Vidocq – The First Detective

Vidocq – The First Detective

Eugene Francois Vidocq, born in 1775, was a thief turned detective, Europe’s first bona fide private eye. At fourteen he killed a fencing master in a duel and this incident paved the way to a life of crime. After serving his time as a convict in the galleys, Vidocq became a police spy and later the head of the Paris Surete.

Vidocq

Eugene Francois Vidocq

A powerful physical specimen with a leonine head and muscular arms, Vidocq was the son of a respected baker from Arras. After killing the fencing instructor Vidocq stole two thousand francs from his father’s safe and fled to America. However, within a year he was destitute and so returned to the family home.

Back in France he joined the Bourbon Regiment and within six months he was involved in no less than fifteen duels. His thirst for action produced many brave acts, particularly in a battle at Valmy in 1792. However, far from being regarded as a hero, Vidocq’s violent acts led to his banishment from his home town.

A period of womanizing and gambling followed and at times Vidocq was arrested, only to escape – in Toulon he fell in behind a funeral cortege and walked to freedom.

A life of serious crime beckoned though Vidocq, for all his misdeeds, had no wish to travel down that road. Instead he met with a Paris policeman called Henry, nicknamed the Bad Angel and the two men struck a deal – an amnesty if Vidocq became a secret police agent. Faced with a lengthy spell in prison, Vidocq could hardly refuse.

A natural, Vidocq soon adapted to undercover police work and the man became something of a legend, both in the Paris police and the criminal underworld. His physical gifts and his detective skills ensured that by 1811 he was serving as the first full-time detective in the Paris police. Gaining in confidence and influence he proposed the creation of the Surete, a proposal that was readily accepted.

The Surete with its twenty-four full-time agents and network of police spies soon became a great success in fighting crime. The agents were not paid a salary. Instead, they were rewarded with expenses and a fee for every arrest.

At heart, Vidocq was a showman and he ensured maximum publicity for every success. His reputation helped to secure a decent pension and he retired in 1827, aged fifty-two. However, in retirement he was far from idle. He opened a paper mill, employing former criminals in an effort to rehabilitate them. Sadly, this public-spirited venture was not a commercial success and, insolvent, Vidocq was forced to return to the Surete.

In 1836 Vidocq retired for a second time and on this occasion he set up a private detective agency, twenty years before Pinkerton established his agency in Chicago. Playing a game he knew well, Vidocq ensured that his agency was a great success, often outflanking the police in the best traditions of detective fiction.
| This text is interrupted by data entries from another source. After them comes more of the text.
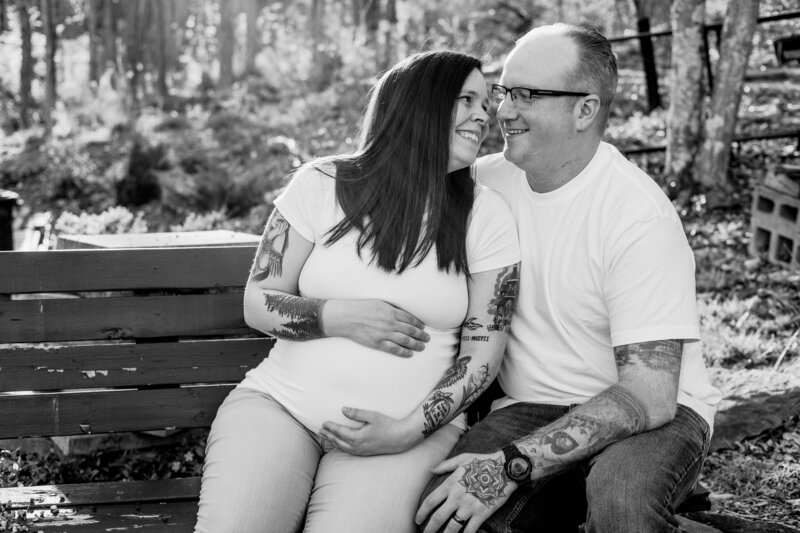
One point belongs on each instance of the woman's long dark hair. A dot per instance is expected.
(395, 190)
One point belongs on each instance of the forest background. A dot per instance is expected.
(180, 115)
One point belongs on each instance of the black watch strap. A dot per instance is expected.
(517, 466)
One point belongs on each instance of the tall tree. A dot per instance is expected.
(110, 58)
(49, 13)
(253, 40)
(162, 50)
(226, 42)
(26, 67)
(686, 93)
(645, 9)
(711, 165)
(91, 8)
(387, 57)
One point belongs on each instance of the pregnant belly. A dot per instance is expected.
(315, 379)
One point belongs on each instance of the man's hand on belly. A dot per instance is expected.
(379, 434)
(375, 324)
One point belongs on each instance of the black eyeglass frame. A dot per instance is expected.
(533, 92)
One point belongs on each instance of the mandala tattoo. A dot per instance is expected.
(485, 479)
(504, 299)
(471, 324)
(656, 355)
(269, 259)
(455, 373)
(303, 315)
(435, 410)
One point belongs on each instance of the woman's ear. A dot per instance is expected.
(587, 112)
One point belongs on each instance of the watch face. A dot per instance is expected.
(518, 467)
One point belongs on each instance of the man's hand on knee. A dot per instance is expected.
(477, 487)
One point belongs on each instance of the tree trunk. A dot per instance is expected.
(735, 47)
(372, 21)
(109, 60)
(686, 95)
(3, 17)
(643, 11)
(226, 41)
(49, 28)
(387, 58)
(253, 44)
(26, 67)
(90, 7)
(163, 50)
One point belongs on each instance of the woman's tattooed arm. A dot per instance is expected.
(271, 301)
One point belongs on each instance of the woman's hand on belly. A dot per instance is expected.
(379, 434)
(374, 324)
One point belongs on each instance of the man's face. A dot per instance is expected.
(538, 137)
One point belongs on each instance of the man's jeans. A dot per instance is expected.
(633, 485)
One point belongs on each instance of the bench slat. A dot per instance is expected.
(106, 492)
(129, 365)
(119, 269)
(121, 317)
(172, 517)
(48, 414)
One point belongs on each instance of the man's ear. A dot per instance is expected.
(587, 112)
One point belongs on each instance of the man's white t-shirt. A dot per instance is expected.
(314, 379)
(605, 262)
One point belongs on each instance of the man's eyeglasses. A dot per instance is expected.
(523, 96)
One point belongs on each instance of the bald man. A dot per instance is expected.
(608, 409)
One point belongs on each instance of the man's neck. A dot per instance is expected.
(546, 180)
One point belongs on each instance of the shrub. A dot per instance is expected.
(112, 220)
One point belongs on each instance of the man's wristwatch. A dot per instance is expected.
(518, 467)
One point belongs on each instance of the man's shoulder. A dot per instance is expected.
(632, 186)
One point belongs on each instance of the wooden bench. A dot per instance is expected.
(122, 340)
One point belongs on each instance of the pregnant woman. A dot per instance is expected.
(388, 277)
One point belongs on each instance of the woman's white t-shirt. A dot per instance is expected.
(314, 379)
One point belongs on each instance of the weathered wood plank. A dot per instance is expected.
(121, 318)
(129, 364)
(77, 494)
(103, 411)
(120, 269)
(172, 517)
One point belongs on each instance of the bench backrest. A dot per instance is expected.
(98, 341)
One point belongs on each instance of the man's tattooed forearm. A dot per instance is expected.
(303, 314)
(436, 410)
(610, 416)
(269, 258)
(655, 355)
(471, 324)
(477, 384)
(485, 479)
(504, 299)
(439, 406)
(455, 373)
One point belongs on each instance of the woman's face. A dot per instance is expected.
(470, 122)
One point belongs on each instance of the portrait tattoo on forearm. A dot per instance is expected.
(435, 410)
(656, 355)
(438, 407)
(504, 299)
(485, 479)
(269, 259)
(303, 315)
(477, 384)
(608, 417)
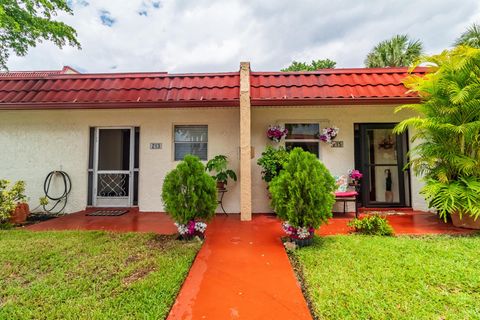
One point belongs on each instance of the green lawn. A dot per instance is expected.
(90, 275)
(365, 277)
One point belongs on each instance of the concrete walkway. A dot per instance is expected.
(241, 272)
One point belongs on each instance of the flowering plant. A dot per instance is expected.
(276, 133)
(192, 228)
(297, 233)
(355, 174)
(328, 134)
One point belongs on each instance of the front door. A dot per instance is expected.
(114, 167)
(381, 156)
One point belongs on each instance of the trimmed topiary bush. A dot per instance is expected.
(302, 194)
(189, 193)
(372, 225)
(272, 161)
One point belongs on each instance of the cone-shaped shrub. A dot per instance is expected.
(189, 192)
(302, 193)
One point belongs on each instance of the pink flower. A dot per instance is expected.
(356, 175)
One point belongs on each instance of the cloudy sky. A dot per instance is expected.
(215, 35)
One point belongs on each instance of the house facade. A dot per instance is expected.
(118, 135)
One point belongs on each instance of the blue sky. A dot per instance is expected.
(209, 36)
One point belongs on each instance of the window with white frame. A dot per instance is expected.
(190, 139)
(303, 135)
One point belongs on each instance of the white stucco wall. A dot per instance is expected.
(33, 143)
(337, 160)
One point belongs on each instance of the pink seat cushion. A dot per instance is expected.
(346, 194)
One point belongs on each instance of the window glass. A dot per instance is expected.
(191, 140)
(303, 135)
(311, 147)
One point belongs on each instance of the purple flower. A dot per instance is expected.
(276, 133)
(355, 174)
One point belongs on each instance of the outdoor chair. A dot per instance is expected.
(343, 194)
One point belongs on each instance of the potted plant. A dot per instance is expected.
(302, 195)
(13, 206)
(219, 165)
(272, 162)
(448, 124)
(190, 197)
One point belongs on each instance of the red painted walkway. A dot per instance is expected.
(241, 272)
(412, 222)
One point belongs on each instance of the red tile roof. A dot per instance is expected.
(50, 90)
(331, 86)
(45, 73)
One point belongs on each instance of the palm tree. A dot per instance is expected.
(471, 37)
(399, 51)
(447, 129)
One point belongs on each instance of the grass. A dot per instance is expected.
(90, 275)
(368, 277)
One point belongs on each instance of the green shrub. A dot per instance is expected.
(219, 165)
(189, 192)
(372, 225)
(448, 127)
(10, 197)
(302, 193)
(272, 162)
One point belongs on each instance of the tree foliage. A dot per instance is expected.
(219, 165)
(302, 193)
(314, 66)
(448, 129)
(471, 37)
(24, 23)
(189, 192)
(399, 51)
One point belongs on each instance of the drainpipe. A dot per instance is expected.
(245, 144)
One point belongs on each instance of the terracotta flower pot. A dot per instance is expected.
(20, 214)
(302, 242)
(466, 221)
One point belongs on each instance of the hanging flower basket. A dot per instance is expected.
(302, 236)
(328, 134)
(276, 133)
(191, 230)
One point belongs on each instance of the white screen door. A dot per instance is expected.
(113, 169)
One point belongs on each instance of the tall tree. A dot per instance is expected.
(399, 51)
(314, 66)
(471, 37)
(447, 128)
(24, 23)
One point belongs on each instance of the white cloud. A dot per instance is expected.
(215, 35)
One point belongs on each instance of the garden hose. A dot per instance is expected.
(63, 198)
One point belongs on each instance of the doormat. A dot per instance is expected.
(107, 213)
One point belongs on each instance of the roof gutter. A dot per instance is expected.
(334, 101)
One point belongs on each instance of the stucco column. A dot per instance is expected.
(245, 144)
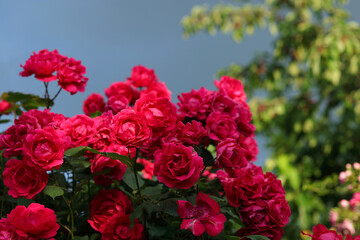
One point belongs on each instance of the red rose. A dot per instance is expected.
(4, 106)
(8, 231)
(160, 113)
(43, 65)
(130, 128)
(177, 166)
(117, 103)
(123, 88)
(71, 76)
(80, 129)
(100, 163)
(273, 232)
(159, 88)
(106, 204)
(118, 228)
(44, 148)
(36, 220)
(22, 180)
(142, 76)
(93, 103)
(229, 154)
(221, 126)
(205, 216)
(233, 87)
(196, 104)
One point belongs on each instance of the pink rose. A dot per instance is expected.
(22, 180)
(177, 166)
(80, 129)
(130, 128)
(107, 203)
(160, 113)
(123, 88)
(142, 76)
(43, 65)
(71, 76)
(93, 103)
(196, 104)
(205, 216)
(4, 107)
(36, 220)
(44, 148)
(233, 87)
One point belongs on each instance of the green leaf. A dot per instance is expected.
(78, 151)
(129, 179)
(53, 191)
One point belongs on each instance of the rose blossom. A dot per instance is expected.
(80, 129)
(196, 104)
(43, 64)
(177, 166)
(93, 103)
(71, 76)
(123, 88)
(4, 106)
(118, 228)
(130, 128)
(35, 220)
(233, 87)
(22, 180)
(106, 204)
(44, 148)
(142, 76)
(205, 216)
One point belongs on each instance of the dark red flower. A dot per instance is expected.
(205, 216)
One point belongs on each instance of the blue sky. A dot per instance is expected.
(112, 36)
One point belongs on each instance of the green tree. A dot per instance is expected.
(311, 109)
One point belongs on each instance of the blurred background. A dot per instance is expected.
(300, 69)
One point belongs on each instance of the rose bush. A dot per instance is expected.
(134, 166)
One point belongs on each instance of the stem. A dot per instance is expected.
(56, 94)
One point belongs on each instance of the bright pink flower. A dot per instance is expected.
(118, 168)
(130, 128)
(93, 103)
(118, 228)
(148, 171)
(106, 204)
(117, 103)
(205, 216)
(230, 154)
(4, 107)
(233, 87)
(44, 148)
(159, 88)
(71, 76)
(177, 166)
(36, 220)
(22, 180)
(43, 65)
(80, 129)
(123, 88)
(160, 113)
(221, 126)
(196, 104)
(142, 76)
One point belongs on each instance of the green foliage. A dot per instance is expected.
(310, 111)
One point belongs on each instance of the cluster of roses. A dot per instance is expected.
(31, 223)
(69, 72)
(320, 232)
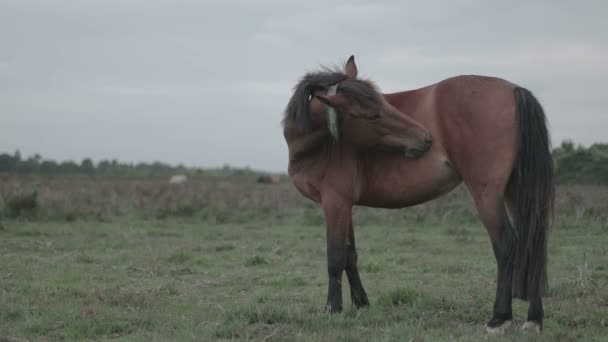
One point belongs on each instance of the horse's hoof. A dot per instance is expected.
(499, 329)
(531, 326)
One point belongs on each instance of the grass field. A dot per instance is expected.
(429, 272)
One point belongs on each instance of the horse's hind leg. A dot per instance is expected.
(357, 293)
(496, 221)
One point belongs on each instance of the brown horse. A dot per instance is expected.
(350, 145)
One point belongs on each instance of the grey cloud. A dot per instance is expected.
(205, 82)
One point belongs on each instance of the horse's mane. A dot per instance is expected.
(360, 91)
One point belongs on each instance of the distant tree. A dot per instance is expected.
(87, 166)
(7, 163)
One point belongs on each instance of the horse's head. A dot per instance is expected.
(357, 113)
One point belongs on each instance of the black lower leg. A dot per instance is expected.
(357, 293)
(535, 311)
(336, 262)
(504, 253)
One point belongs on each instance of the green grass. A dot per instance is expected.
(142, 280)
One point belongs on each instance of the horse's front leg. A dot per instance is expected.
(338, 216)
(357, 292)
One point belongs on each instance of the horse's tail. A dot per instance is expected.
(534, 195)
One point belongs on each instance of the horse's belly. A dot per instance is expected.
(403, 182)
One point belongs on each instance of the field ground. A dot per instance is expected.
(221, 260)
(177, 280)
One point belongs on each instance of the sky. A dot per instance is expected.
(205, 83)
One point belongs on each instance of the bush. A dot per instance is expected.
(22, 204)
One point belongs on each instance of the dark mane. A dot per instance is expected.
(361, 92)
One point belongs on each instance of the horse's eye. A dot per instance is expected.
(374, 118)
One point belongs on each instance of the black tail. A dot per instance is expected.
(534, 191)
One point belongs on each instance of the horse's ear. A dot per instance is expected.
(351, 68)
(329, 100)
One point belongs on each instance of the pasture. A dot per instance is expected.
(228, 259)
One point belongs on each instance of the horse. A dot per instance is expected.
(349, 144)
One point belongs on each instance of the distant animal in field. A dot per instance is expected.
(351, 145)
(268, 179)
(178, 179)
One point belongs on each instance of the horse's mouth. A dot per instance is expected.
(414, 153)
(419, 150)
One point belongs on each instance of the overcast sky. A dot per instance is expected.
(205, 83)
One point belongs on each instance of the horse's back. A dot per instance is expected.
(473, 121)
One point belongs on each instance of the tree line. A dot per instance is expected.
(574, 164)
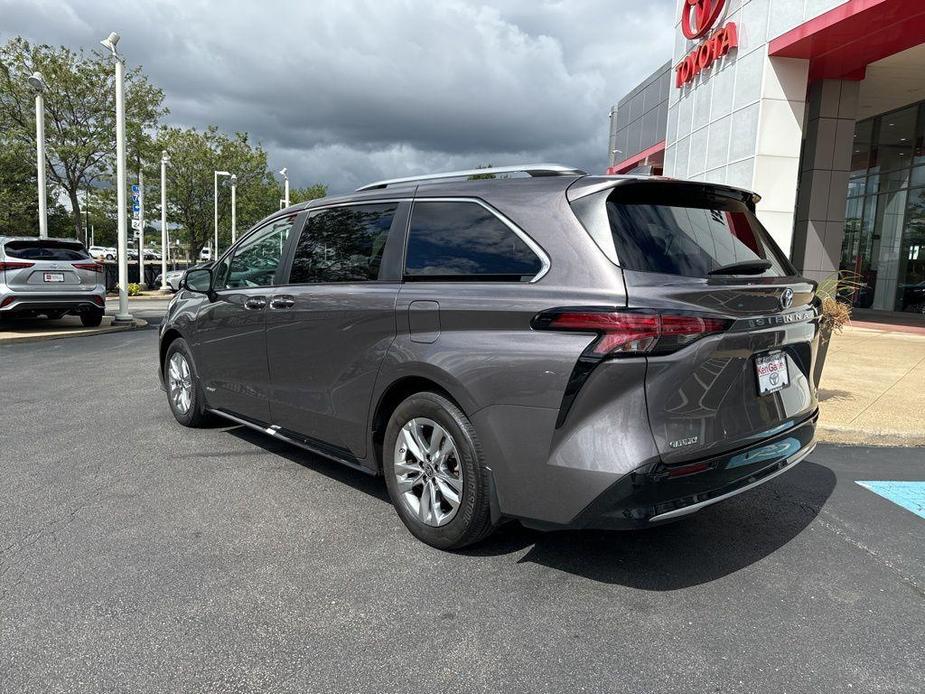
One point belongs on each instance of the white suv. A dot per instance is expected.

Unfortunately success brought jealousy and Vidocq’s offices were raided by the police. Over three thousand files were seized, many of them police files, and Vidocq was arrested on charges of corrupting the civil service. Vidocq was convicted, but won an appeal. However, the bad publicity surrounding his arrest brought the curtain down on his agency.

Insolvent again, Vidocq turned to his pen. He wrote Memoirs of Vidocq, Principal Agent in the French Police. With the aid of a ghost writer the memoirs were a great success. Blending fact with fiction Vidocq’s stories were the earliest of their type and they went on to influence the cultural perception we have of the private eye.

After leading a colourful life Vidocq was finally granted a pardon in 1843. His legacy as a policeman is a substantial one, yet you could argue that his memoirs are more important because they paved the way for the plethora of Victorian detective stories that followed and still influence the detective fiction we read and write today.